We at ELCA have also had our challenges when wanting to reach the needed performance. For example, one challenge was to rewrite a 12 hour process to run within 30 minutes. Another was to analyze, why an application performs poorly also with a small amounts of data. In this post I go through our experiences with performance issues and their solutions in a .NET projects. Please note that we are not affiliated with any of the vendors of the tools mentioned in this post.

Analyze

When narrowing down the performance issue, following questions help to get started:

As mentioned in fellow article “Tools to detect performance issues in JAVA web applications”, performance can be measured in many ways: For example with availability, response time and utilization. Which kind of performance is required from your application? Should it be highly responsive, meaning focus on interactive actions? Or should it process large amount of data performantly, even with the cost of responsiveness?
Are all the users and the use cases impacted or just some of them? If just some of them, what is the difference between the impacted and non-impacted?

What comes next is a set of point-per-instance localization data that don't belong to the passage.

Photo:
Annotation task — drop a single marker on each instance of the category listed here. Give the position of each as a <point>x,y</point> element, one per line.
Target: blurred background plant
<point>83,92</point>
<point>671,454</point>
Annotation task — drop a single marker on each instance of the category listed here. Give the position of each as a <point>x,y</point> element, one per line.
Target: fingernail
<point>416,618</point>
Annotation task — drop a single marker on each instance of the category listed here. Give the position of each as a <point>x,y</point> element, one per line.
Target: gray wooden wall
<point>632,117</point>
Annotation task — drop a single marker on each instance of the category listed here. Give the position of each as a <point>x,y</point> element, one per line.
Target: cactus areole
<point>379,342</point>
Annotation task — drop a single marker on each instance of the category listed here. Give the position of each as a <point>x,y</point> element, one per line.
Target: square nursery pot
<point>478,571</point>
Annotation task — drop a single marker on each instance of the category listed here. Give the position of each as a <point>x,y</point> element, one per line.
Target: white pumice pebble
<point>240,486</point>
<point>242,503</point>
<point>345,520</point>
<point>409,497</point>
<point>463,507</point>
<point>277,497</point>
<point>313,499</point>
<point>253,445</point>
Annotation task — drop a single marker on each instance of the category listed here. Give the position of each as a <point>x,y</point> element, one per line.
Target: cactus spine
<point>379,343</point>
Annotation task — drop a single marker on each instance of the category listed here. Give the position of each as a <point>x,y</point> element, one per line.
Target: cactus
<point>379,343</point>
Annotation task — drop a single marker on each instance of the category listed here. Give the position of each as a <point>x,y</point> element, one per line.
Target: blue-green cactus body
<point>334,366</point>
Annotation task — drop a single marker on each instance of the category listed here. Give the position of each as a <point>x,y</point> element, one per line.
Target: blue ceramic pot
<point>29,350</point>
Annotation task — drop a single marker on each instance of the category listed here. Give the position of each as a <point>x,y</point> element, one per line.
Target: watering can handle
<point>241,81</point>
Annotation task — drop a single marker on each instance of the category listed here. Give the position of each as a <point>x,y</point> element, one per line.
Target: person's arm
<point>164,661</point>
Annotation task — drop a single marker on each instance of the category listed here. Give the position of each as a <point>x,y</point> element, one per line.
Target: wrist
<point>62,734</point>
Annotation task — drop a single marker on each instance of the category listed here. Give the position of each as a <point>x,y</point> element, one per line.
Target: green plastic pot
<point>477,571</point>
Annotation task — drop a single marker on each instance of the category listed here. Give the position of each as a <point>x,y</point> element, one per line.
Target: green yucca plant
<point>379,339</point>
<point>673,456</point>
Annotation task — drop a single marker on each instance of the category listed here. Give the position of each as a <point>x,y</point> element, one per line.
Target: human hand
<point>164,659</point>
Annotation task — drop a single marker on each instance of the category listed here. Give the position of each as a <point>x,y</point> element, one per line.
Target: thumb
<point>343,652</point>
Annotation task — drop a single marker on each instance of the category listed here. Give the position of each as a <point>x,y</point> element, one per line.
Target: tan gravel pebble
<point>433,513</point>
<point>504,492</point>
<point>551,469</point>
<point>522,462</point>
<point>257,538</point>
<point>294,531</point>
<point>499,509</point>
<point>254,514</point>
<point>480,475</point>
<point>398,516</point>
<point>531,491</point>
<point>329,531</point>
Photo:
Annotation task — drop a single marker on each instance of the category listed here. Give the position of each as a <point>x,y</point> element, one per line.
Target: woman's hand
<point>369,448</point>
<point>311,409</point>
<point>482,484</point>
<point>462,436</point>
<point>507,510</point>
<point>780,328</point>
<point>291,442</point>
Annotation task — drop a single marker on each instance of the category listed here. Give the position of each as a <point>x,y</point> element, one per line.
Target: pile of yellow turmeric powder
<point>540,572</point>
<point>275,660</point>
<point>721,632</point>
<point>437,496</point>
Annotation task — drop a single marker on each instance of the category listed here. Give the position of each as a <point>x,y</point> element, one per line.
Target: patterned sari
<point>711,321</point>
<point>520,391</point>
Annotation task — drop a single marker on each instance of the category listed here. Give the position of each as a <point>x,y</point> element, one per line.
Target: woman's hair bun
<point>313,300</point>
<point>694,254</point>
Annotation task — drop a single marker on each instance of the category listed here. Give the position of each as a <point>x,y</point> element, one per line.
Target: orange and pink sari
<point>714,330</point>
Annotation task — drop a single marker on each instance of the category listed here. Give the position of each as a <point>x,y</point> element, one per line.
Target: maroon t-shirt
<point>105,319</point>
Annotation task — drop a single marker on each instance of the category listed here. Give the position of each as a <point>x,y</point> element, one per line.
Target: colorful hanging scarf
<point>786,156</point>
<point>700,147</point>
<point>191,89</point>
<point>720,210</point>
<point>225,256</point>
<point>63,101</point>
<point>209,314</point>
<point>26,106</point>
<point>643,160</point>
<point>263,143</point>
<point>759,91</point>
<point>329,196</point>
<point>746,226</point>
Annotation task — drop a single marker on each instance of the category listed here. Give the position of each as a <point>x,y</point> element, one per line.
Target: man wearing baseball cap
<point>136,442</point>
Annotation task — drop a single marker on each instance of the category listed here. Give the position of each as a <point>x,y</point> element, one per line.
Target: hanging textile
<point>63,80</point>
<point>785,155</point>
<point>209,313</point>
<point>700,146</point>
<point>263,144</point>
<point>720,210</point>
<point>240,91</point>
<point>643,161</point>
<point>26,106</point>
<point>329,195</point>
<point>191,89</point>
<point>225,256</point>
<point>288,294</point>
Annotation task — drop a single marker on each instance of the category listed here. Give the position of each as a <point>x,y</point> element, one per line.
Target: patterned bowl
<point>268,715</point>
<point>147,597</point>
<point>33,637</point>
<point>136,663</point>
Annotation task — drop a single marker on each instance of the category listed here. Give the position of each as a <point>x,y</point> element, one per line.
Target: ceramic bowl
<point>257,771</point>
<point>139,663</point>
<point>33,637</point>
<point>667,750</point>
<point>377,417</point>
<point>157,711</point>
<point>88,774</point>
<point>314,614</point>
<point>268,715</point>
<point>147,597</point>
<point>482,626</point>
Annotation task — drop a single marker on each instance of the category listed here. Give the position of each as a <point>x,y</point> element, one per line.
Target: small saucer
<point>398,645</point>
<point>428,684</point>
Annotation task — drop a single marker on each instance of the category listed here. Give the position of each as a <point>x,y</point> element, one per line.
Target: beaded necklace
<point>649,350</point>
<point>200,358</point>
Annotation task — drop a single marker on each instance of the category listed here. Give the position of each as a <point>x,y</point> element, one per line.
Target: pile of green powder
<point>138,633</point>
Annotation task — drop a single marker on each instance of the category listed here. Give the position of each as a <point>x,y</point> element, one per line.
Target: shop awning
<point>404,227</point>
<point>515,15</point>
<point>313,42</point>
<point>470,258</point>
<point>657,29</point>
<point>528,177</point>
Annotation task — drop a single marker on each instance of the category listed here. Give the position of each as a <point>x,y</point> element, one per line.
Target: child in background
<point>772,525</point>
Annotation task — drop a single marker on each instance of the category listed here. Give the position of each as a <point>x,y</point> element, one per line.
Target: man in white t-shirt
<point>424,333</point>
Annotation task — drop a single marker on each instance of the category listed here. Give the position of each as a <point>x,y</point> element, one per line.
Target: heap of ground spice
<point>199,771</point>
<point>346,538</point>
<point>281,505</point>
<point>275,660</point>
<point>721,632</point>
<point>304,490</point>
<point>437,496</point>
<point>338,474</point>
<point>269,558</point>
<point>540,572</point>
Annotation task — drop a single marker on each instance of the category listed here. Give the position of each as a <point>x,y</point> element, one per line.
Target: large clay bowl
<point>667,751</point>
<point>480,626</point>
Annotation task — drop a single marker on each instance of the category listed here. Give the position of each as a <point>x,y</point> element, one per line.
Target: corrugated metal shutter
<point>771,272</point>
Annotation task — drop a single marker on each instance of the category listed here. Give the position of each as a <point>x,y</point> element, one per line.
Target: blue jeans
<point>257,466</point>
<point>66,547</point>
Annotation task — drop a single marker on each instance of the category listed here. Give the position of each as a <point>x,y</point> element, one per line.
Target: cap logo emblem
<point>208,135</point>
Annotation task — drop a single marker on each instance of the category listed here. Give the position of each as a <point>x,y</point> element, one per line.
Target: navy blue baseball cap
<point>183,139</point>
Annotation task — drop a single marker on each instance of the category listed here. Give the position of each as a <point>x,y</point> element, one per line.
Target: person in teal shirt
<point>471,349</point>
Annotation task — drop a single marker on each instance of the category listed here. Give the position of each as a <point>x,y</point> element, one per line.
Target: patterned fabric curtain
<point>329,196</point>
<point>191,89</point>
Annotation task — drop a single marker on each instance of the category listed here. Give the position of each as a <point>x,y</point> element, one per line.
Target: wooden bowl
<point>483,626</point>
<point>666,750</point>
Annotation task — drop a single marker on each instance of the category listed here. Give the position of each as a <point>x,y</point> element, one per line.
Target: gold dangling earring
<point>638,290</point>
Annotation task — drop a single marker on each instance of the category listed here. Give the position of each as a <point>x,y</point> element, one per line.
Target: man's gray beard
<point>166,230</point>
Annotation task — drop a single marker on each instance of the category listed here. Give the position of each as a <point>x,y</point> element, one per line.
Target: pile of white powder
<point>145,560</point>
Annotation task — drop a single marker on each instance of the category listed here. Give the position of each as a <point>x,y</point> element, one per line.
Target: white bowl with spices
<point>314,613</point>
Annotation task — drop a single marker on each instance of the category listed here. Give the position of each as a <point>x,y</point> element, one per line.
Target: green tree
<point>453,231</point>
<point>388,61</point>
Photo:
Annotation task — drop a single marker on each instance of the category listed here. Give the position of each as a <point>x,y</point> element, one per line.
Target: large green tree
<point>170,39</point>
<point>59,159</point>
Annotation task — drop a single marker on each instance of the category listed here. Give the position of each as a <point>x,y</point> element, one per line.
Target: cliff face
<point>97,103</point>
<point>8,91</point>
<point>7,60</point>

For example, is there a difference in amount data or visibility of functions between the users?
Does the performance issue occur constantly or only in certain circumstances? For example, does the issue occur only, when the first person logs in, only at the end of day or only, when there are many users or many parallel operations?
Does the issue occur when the application is used by a person or by another system, like a batch job?

Below an overview of the layers, where the performance issue can be located:

Layers: Database usage, data transfer, data processing, serialization, third party services, network — Overview of the layers, image by author

It is important to recognize, in which layer(s) or component(s) the performance issue occurs. Possibilities are for example:

Network
Serialization
Code
Database
Third party services

Note that performance can mean a different thing for different stakeholder. For example, database expert and backend developer can be interested about how fast the query runs and how fast the request is executed. A frontend developer can be interested about how fast the page is filled. But an end user is interested about when the whole page is ready to use, when all the parallel processes are ready and when the user can finish the whole process described in a story. It is important to monitor and measure the performance as an end-to-end process and also for each layer and for each service (third party service or micro service) to recognize, which to analyze further.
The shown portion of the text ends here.